The Houston Rockets vacated the building when they moved into the new Toyota Center, and the city wanted to bar whoever took over Compaq from competing with the new arena for events such as concerts, The Dallas Morning News said. Lakewood seemed like a good fit, so the church paid $11.8 million for the three-decade lease with an option to renew for another 30 years at $22 million. The church raised $45 million for the renovations and borrowed the rest.
Osteen is often criticized for preaching a prosperity gospel, where suffering and sin are minimalized and the focus is on how much God wants to bless Christians. He generally stays away from addressing political and doctrinal issues, causing some to characterize his approach as “Christianity lite.”
‘METH ORPHANS’ GROW IN PREVALENCE — Methamphetamine has become the No. 1 illegal drug problem in the nation, according to law enforcement officials, and now agencies that care for children from broken homes have seen a dramatic rise in the number of cases related to the widely used narcotic.
In Oklahoma, the number of foster children in the state is up 16 percent from a year ago. In Kentucky, the numbers are up 12 percent, which means 753 more children in the system, according to a New York Times feature on the subject July 11. Officials in Oregon reported an increase of 569 and said the caseload would be half that number if the methamphetamine problem was conquered. Tennessee saw 300 more children enter foster care in 2004 than 2003, largely because of meth.
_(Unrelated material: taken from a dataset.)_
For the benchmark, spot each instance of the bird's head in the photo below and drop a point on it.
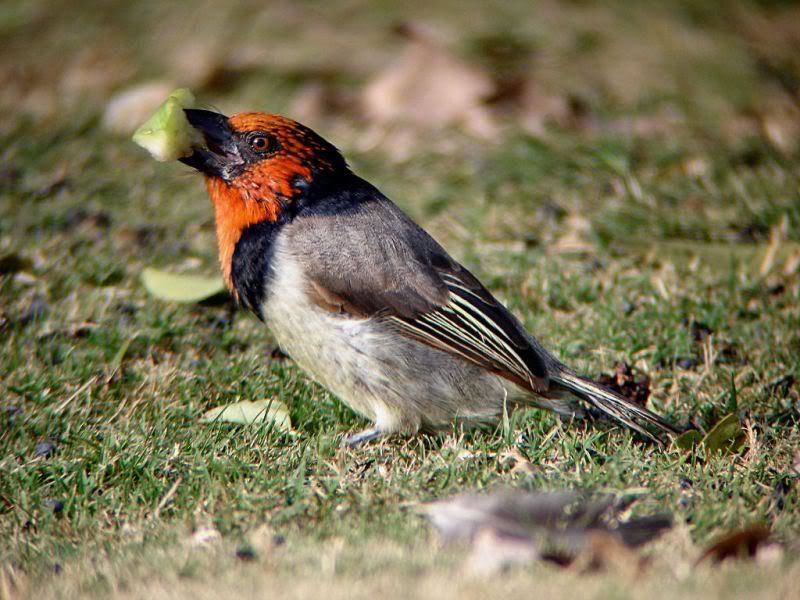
(258, 167)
The problem is being compared to the crack baby epidemic of the 1990s, though officials say methamphetamine’s potent and destructive nature coupled with the fact that it can be manufactured in a home around kids sets it apart from other drugs.
“It has become harder to attract and keep foster parents because the children of methamphetamine arrive with so many behavioral problems; they may not get into their beds at night because they are so used to sleeping on the floor, and they may resist toilet training because they are used to wearing dirty diapers,” The Times reported.
Often, parents will cook up the drug — which can be made from basic ingredients like cold medicine or fertilizer — in the kitchen while their children play nearby. Then they’ll smoke or inject the drug and eventually pass out for extended times following a rush, never taking care of the children. The Drug Enforcement Administration reported that over the past five years, 15,000 children were found at meth labs, The Times said.
“People always ask, what can they do about meth? The important thing you can do is become a foster parent because we’re just seeing so many kids being taken from these homes,” North Dakota Attorney General Wayne Stenehjem told The Times.